Ну, это я запросто, даже в раздел напитков могу не заглядывать. Вопрос только в цене, до цен я пока еще не добралась! Хотя что мне до цены? День рождения у меня или нет? Наплевать мне на цену!

— У нас широкий ассортимент вин, не хотите ли взглянуть? — подсказывает официант, то есть предлагает сразу заказать бутылочку вина: оно и под блюда и как аперитив сгодится.

— Мне, пожалуйста, джин с тоником, — тоном завсегдатая питейных заведений отказываюсь я от вина. В винах я не сильна. Во французских, кроме «Бужеле», разбираюсь плохо. А абхазские или грузинские, которые знаю и люблю, скорее всего, здесь не подают.

Официант исчез, предварительно уточнив, какой именно джин я предпочитаю. Теперь предстояло самостоятельно заняться выбором еды. Все-таки эмансипацию я признаю до определенных пределов. Приятно положиться на мужчину, хотя бы в этом. «Дорогая, не хочешь ли попробовать салат из рукколы или террин из фуа гра с трюфелями, гарнированный желе из «Сотерна» и бриошем?» Вот названия так названия! Мало того, что цены, как всегда, выставлены в иностранной валюте, так и сами блюда не выговоришь. В командировках по всему свету я справлялась с этим запросто. Международные названия блюд, такие как стейки, пасты, бефстроганов, во всем мире звучат одинаково, не ошибешься. Но здесь, у себя на родине, в центре Москвы, не разобрать ни единого слова! Переводчик с французского и тот бы подрастерялся.

Я приуныла. Выудить хоть мало-мальски знакомое название, дабы определить, что собой представляют эти блюда, нелегко. Вот если только крем-брюле! Но не могу же я есть один десерт. Правда, любимый и знакомый с детства. Помнится пятнадцать копеек стоил. Но о цене я договорилась сама с собой — не вспоминать!

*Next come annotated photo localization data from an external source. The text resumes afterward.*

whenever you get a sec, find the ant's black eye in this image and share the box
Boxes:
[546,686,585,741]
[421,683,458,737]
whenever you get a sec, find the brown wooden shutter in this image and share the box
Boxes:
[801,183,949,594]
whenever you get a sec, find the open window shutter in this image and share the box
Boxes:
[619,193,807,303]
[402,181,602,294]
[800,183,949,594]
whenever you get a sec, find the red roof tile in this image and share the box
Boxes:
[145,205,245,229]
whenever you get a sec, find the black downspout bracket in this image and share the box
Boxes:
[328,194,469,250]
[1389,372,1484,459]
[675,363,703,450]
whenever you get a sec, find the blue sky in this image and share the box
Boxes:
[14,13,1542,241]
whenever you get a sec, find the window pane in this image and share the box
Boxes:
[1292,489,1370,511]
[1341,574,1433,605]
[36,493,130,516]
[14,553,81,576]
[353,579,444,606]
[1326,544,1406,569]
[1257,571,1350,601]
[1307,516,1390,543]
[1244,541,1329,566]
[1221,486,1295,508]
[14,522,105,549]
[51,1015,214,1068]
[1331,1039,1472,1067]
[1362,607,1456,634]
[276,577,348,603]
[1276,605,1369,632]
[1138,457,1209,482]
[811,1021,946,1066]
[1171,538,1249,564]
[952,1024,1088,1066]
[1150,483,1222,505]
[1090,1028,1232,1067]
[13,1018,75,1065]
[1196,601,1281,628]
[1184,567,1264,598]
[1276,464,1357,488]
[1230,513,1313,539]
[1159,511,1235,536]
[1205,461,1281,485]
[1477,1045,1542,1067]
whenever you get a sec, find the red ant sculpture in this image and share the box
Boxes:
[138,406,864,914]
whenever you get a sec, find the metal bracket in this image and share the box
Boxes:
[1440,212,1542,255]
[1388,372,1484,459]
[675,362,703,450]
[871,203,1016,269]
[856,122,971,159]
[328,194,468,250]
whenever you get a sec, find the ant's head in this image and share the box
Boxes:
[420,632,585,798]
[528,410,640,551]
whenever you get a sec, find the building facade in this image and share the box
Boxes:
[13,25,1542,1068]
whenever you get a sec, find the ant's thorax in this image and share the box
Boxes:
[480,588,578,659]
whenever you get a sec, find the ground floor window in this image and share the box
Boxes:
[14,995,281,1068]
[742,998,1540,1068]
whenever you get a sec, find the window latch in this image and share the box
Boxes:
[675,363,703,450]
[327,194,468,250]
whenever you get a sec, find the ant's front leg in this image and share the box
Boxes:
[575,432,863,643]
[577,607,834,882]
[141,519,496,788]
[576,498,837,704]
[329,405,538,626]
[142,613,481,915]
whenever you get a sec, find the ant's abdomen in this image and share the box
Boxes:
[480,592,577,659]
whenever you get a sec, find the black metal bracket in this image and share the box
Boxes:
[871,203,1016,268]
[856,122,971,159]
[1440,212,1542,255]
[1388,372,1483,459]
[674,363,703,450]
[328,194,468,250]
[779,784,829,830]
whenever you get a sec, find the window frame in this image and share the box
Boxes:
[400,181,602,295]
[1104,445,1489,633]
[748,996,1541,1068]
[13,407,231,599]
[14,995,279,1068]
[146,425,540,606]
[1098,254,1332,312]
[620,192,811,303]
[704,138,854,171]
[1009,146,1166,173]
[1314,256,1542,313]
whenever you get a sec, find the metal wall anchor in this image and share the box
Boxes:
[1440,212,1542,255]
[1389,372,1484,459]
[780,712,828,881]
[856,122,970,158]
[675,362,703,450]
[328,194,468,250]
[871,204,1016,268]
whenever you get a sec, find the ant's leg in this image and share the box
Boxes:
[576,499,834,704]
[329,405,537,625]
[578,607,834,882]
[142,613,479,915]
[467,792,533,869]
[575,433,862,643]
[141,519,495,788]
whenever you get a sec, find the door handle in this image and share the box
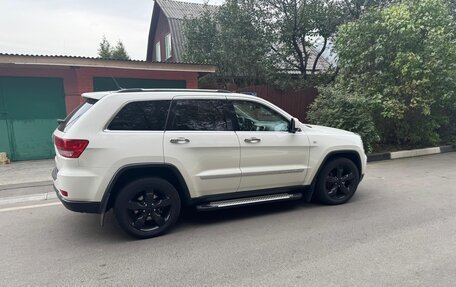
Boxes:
[244,137,261,143]
[170,137,190,144]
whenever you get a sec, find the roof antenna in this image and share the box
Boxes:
[111,77,123,90]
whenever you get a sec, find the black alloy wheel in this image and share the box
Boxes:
[114,177,181,239]
[315,158,360,205]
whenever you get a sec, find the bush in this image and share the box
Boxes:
[334,0,456,148]
[307,85,380,152]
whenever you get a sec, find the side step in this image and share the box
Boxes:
[196,193,302,211]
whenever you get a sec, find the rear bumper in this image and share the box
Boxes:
[52,168,101,214]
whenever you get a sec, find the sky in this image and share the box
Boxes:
[0,0,223,60]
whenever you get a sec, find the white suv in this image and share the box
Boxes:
[52,89,366,238]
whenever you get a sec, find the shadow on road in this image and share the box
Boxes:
[60,191,367,243]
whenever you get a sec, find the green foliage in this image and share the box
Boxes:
[97,35,130,60]
[331,0,456,148]
[447,0,456,20]
[184,0,366,88]
[111,41,130,60]
[98,35,112,59]
[257,0,343,78]
[307,85,380,152]
[183,1,271,88]
[341,0,399,20]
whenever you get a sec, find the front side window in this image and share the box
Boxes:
[168,99,231,131]
[108,100,170,131]
[165,33,172,59]
[232,100,289,132]
[155,42,161,62]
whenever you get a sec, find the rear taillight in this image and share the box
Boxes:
[54,136,89,158]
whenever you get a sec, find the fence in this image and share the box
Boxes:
[236,85,318,121]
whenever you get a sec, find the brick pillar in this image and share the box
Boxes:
[63,67,94,114]
[186,76,198,89]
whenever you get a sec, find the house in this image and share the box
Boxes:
[146,0,331,72]
[146,0,218,63]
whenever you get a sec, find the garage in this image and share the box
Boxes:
[0,76,66,161]
[0,53,216,161]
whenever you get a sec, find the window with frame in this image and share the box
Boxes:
[58,98,97,132]
[165,33,172,60]
[168,99,232,131]
[108,100,170,131]
[232,100,289,132]
[155,42,161,62]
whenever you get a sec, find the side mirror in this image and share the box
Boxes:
[289,118,299,133]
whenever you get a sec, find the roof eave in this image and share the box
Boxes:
[0,54,216,73]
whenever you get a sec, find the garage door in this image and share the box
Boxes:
[0,77,66,161]
[93,77,186,91]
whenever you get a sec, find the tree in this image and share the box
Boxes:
[256,0,398,75]
[184,0,351,88]
[257,0,344,78]
[309,0,456,149]
[183,1,272,88]
[97,36,131,60]
[98,35,112,59]
[111,41,130,60]
[340,0,399,20]
[447,0,456,19]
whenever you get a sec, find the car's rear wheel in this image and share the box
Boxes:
[114,177,181,239]
[315,157,360,205]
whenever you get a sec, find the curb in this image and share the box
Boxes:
[367,145,456,162]
[0,146,454,192]
[0,192,57,206]
[0,180,52,191]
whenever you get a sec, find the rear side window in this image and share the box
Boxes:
[168,99,232,131]
[108,100,170,131]
[58,98,97,132]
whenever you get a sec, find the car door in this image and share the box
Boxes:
[163,96,241,198]
[229,97,310,192]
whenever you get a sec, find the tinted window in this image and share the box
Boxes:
[168,99,231,131]
[58,98,97,132]
[233,101,289,132]
[108,100,170,131]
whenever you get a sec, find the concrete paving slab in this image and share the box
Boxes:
[0,159,54,187]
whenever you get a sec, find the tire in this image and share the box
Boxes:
[114,177,181,239]
[315,157,360,205]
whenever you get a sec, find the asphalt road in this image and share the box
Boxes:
[1,153,456,286]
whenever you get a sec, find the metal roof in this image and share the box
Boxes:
[156,0,218,20]
[150,0,219,62]
[168,18,186,63]
[0,53,216,73]
[0,52,203,65]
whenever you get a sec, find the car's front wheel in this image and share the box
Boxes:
[315,157,360,205]
[114,177,181,239]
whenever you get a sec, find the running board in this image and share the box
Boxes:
[196,193,302,211]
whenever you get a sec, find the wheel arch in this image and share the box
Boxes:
[100,163,191,217]
[305,150,362,202]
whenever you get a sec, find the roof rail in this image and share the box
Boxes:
[115,88,232,94]
[239,92,258,97]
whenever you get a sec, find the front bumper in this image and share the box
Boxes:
[52,168,101,214]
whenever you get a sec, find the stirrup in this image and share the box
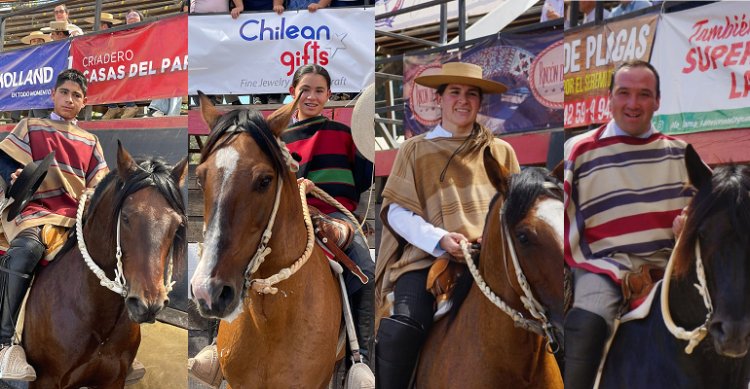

Ах, вот еще одно — жульен. Жульен — очень даже знакомое блюдо! И в наших советских ресторанах его любили подавать, и сейчас журналистов на фуршетах частенько угощают, потому что в кокотнице можно запечь все, что осталось не съеденным за неделю! Но этого все равно маловато. Наконец, в разделе мясных блюд в скобочках промелькнуло слово филе. Хоть оно и имело расширенное название — паве, сдобренный фуа гра, но я попала в точку, и кусок сочного мяса оказался вознаграждением за мои мучения. Аперитив сделал свое дело, мне удалось расслабиться, и я даже заказала маленькую бутылочку французского шампанского. Тост за мое здоровье, мысленно произнесенный, пришелся очень кстати, потому как раз оно, мое здоровье, оказалось в опасности.